Bitcoin (BTC) price is portraying a similar trend seen in April 2019, when BTC surged from $5,000s to $14,000 within two months. Based on the similarity of the price action, there is a possibility that the top-ranked cryptocurrency by market capitalization could gear toward a new local peak in the second half of 2020.
After a price drop right before the halving to $8,200 on May 11, BTC recovered swiftly to over $9,100 within a 48-hour span. It indicates the strength of the current momentum of BTC.
Fractals are typically accurate, especially when matched with strong narratives
A Bitcoin halving occurs once every four years. In the past 11 years, the block reward of the Bitcoin blockchain network halved three times. Each time a halving happened, it triggered a gain of over 2,500% in the following months.

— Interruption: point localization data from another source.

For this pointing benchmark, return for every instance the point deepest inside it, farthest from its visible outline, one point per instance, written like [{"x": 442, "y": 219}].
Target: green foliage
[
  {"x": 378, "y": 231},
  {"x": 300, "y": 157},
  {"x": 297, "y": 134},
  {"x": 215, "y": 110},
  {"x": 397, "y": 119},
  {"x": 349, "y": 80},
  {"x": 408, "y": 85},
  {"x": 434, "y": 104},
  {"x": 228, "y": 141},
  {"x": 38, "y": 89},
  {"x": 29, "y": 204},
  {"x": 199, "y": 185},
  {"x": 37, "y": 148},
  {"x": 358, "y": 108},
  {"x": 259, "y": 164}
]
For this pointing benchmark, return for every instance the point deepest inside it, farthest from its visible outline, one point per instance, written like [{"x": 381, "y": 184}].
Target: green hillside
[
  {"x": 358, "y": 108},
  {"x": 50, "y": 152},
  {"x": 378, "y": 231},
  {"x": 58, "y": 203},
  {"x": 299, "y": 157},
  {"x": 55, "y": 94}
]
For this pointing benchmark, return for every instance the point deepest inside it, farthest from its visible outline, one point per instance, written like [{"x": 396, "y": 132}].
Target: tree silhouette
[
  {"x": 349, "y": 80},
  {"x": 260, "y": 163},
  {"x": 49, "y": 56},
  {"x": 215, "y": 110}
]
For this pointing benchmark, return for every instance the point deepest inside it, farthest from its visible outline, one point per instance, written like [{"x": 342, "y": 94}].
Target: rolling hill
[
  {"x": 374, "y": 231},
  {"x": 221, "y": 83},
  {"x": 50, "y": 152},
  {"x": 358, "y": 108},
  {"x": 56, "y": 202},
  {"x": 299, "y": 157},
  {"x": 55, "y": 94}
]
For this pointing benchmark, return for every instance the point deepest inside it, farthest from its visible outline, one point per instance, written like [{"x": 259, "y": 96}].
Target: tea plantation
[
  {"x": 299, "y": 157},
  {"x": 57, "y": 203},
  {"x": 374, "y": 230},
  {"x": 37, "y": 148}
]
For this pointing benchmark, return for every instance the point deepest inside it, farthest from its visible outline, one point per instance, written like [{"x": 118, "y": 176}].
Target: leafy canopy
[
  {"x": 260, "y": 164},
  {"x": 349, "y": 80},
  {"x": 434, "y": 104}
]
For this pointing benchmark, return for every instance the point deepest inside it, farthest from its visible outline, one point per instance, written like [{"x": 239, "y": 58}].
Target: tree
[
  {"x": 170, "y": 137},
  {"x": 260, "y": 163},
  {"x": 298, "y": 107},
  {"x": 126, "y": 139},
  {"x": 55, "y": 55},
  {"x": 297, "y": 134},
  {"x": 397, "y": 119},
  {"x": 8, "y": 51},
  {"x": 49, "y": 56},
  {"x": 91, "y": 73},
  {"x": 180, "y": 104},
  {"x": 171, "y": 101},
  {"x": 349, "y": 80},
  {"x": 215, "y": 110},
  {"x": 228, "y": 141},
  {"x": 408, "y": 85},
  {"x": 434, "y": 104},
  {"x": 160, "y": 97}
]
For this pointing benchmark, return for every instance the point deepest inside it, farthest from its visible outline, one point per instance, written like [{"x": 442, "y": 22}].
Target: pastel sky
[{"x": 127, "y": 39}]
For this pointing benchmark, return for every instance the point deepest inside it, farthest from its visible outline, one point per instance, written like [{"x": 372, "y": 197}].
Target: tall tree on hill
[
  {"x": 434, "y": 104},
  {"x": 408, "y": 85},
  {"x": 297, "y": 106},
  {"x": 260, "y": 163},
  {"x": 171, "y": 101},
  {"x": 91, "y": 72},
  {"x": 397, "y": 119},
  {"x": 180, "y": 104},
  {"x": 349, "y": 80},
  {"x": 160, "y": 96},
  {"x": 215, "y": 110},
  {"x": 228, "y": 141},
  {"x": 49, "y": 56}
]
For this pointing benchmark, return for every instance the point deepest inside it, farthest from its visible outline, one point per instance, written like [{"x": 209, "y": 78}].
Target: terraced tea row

A halving has a long-term effect on the price of Bitcoin because it is the only event or mechanism that can affect the new supply of BTC. Bitcoin replicating a price trend last seen in mid-2019 during the week of halving can be considered a positive short-term projection because it comes after a steep sell-the-news drop.

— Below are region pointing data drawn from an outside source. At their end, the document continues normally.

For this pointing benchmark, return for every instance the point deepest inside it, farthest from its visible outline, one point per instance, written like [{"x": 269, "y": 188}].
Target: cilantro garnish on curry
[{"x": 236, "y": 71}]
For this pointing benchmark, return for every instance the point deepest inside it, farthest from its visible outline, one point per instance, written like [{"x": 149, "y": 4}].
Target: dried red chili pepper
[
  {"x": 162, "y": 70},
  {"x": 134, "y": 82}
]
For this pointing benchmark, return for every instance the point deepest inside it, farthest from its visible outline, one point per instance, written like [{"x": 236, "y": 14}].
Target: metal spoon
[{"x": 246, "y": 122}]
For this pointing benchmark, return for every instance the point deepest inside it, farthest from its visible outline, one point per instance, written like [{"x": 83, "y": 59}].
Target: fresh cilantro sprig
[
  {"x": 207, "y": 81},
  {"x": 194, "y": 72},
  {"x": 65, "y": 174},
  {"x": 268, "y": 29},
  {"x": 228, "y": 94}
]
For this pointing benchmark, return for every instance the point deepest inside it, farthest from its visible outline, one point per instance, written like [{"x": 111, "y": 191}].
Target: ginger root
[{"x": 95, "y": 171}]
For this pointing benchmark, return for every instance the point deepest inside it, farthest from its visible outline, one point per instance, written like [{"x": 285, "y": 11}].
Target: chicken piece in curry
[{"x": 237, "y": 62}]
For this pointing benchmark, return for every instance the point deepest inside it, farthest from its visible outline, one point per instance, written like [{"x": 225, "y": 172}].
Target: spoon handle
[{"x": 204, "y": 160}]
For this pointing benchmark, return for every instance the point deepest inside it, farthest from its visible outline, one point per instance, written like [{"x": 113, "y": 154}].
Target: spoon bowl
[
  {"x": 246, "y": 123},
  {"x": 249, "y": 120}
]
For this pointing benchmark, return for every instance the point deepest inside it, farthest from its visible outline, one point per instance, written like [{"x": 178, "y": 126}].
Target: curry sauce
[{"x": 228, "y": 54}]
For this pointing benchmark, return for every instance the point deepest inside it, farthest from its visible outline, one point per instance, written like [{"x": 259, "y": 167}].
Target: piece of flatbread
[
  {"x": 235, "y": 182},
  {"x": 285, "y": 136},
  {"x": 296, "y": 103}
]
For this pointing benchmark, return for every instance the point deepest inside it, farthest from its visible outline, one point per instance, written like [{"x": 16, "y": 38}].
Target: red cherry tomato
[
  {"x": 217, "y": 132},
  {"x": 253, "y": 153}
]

In early May 2019, the price of Bitcoin started to recover from its drop to the low-$3,000s. Coincidentally, BTC dropped to as low as $3,600 in March 2020, merely two months ago.
The price trend of Bitcoin in mid-2019. Source: Tradingview
By May 30, the price of Bitcoin reclaimed $9,100, and after a brief pullback to $7,500, it started to rally. By June 26, 2019, BTC peaked at $13,920 on BitMEX, marking a local high point.
The time period of the recovery and the price levels match the current price movement of Bitcoin.
In March 2020, BTC/USD started to recover from $3,600, primarily boosted by real retail demand coming from Coinbase. The exchange said at the time:
But beyond just a rush, two things are clear: customers of our retail brokerage were buyers during the drop, and Bitcoin was the clear favorite. Our customers typically buy 60% more than they sell but during the crash this jumped to 67%, taking advantage of market troughs and representing strong demand for crypto assets even during extreme volatility.
As record-high retail coincided with increasing institutional demand as seen in Grayscale’s Q1 2020 report, Bitcoin continued its rally. Eventually by the first week of May 2020, BTC rose to as high as $10,085 on BitMEX.
Bitcoin price trend is showing similarity with the fractal in April 2019. Source: PabloPicasso
Potential variable that can sustain the recent bitcoin rally
A strong argument that supports a continuation of the ongoing Bitcoin rally is the increasing spot volume alongside a steady network hash rate.
Unlike previous parabolic rallies, the run-up from $3,600 to $10,085 in the past two months was led by Binance, Coinbase and other spot exchanges.
The open interest of BitMEX, Binance Futures, and OKEx remained relatively low, especially considering the upside momentum BTC showed.